DVC vs MLflow for Data Science Project Versioning: Git-Based Pipelines and Model Registry Compared

,
⚡ Key Takeaways
  • DVC excels at Git-native data versioning and reproducible pipelines using content-addressable storage and DAG-based stage caching.
  • MLflow wins for experiment tracking and model lifecycle management with searchable run databases and alias-based model promotion.
  • The most effective setup for teams uses both: DVC for data/pipeline versioning and MLflow for experiment comparison and model registry.
  • DVC experiments (dvc exp) work for quick parameter sweeps but lack MLflow's mid-run logging and query flexibility across hundreds of runs.
  • Infrastructure cost differs sharply: DVC needs only remote storage and Git, while MLflow requires a tracking server with database and authentication.
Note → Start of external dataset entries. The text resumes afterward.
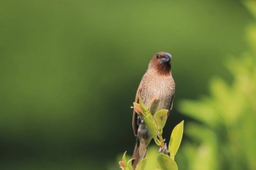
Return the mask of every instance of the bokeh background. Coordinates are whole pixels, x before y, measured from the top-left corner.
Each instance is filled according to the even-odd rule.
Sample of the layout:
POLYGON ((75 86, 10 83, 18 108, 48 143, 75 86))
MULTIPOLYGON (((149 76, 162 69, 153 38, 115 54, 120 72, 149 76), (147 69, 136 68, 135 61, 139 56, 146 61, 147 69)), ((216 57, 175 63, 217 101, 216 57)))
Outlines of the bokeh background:
POLYGON ((167 51, 180 169, 256 169, 255 17, 253 1, 1 1, 0 169, 118 169, 167 51))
The Setup That Actually Works

Most data science teams start versioning their models the same way: a folder called models_final_v2_REAL_final/ and a spreadsheet tracking which hyperparameters produced which accuracy. It works until it doesn’t, which is usually around the third team member or the second production deployment.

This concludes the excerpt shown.